Thank you for the opportunity to appear before this committee on science and research today. It's an honour to share my experiences on how federal funding criteria impact research excellence in Canada.
Public investment in research is vital for advancing knowledge, solving complex problems and training future researchers. However, evaluating proposals is challenging. Reviewers aim to fund research that positively impacts Canadians through innovation, evidence and creativity, and in ways that improve our understanding of the world, quality of life and equity.
Conventional measures of excellence often focus on quantitative indicators like the number of grants, publications, awards and scholarships; the number of students graduated; an individual's track record; and proposal strength. While these do reflect academic productivity, they don't always capture real-world impacts, such as informing policy and community decisions, improving health and education practices and outcomes, supporting economic growth, advancing reconciliation, and promoting environmental sustainability and social equity. Researchers highlight these impacts in applications, but measuring them remains difficult, and this creates challenges for rigorous, fair and consistent approaches to evaluation.
My name is Gita Ljubicic. I'm a professor in the school of earth, environment and society at McMaster University, and I lead the StraightUpNorth, or SUN, research team. I'm a geographer, trained in both natural and social sciences, working at the intersection of cultural and environmental geography. My research is rooted in respectful collaboration with indigenous knowledge holders to address complex social and ecological issues. For over 25 years I've worked primarily with Inuit communities in Nunavut, and, through students and collaborators, I've been involved in projects across Inuit Nunangat—which are Inuit homelands in the Canadian Arctic—and with first nations and Métis communities in Yukon and Northwest Territories. Our SUN team aims to ensure that research benefits our community partners, informs decision-making, improves research practice and supports emerging northern researchers.
My recommendations here today reflect personal experience in community-engaged and interdisciplinary research. Federal funding criteria must include qualitative indicators that rigorously and fairly assess research excellence. I have experience working with NSERC, SSHRC, CIHR—receiving those funds as well as reviewing applications—and interdisciplinary initiatives through the tri-council, Environment and Climate Change Canada, and Crown-Indigenous Relations and Northern Affairs Canada.
Funding policies have evolved to better support interdisciplinary research, EDI initiatives, indigenous leadership partnerships, early career researchers, mentorship, and knowledge mobilization.
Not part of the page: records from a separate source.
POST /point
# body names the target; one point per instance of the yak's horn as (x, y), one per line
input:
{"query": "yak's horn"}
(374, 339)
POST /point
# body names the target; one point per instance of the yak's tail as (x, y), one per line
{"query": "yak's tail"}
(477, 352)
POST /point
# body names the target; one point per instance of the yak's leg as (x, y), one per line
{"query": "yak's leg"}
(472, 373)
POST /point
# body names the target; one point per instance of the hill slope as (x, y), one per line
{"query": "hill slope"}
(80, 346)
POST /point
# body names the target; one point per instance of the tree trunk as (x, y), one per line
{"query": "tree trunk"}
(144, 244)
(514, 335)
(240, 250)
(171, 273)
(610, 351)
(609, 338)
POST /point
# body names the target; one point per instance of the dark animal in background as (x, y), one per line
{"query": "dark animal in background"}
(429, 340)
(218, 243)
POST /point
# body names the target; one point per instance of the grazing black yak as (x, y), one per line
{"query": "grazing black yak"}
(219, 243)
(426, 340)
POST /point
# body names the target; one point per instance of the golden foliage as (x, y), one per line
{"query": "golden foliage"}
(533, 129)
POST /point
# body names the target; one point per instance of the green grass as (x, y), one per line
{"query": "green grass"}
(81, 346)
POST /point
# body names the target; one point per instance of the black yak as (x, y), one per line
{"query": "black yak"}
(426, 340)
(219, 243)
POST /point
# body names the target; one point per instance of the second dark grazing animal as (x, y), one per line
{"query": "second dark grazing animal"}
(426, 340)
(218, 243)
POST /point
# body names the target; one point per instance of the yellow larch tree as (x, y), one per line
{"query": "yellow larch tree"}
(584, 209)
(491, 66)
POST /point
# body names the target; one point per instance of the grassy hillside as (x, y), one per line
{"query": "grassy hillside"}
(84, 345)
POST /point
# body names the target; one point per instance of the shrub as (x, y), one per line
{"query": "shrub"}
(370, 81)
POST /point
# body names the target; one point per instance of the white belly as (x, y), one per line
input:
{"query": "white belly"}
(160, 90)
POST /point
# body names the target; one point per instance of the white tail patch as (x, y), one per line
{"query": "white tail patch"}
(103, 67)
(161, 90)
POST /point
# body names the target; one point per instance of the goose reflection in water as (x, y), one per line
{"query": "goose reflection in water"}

However, alongside these important policy changes, targeted funding opportunities and new requirements in proposals, the conventional quantitative and academic focus metrics of excellence need to be re-envisioned.
There are six ways that I propose this can be achieved, and I would be happy to expand on any of these today or in follow-up written testimony. My suggestions are to ensure the representation of reviewers with direct cultural or community-specific experience in funding evaluation committees; to ensure the representation of early career researchers as reviewers for early career research-specific funding pools; to consider the amount of time dedicated to community-engaged and partnership research when assessing the rationale, methodology, budget and claims of significance in a proposal; to extend consideration of training and mentorship contributions beyond academic, highly qualified personnel; to assess partnerships according to their diversity of roles, strengths of relationships and evidence of collective planning and implementation; and to recognize that knowledge mobilization goes beyond academic audiences and public outreach.
In the few minutes I've had today, I've offered these six specific recommendations to refine how federal research funding is assessed and allocated.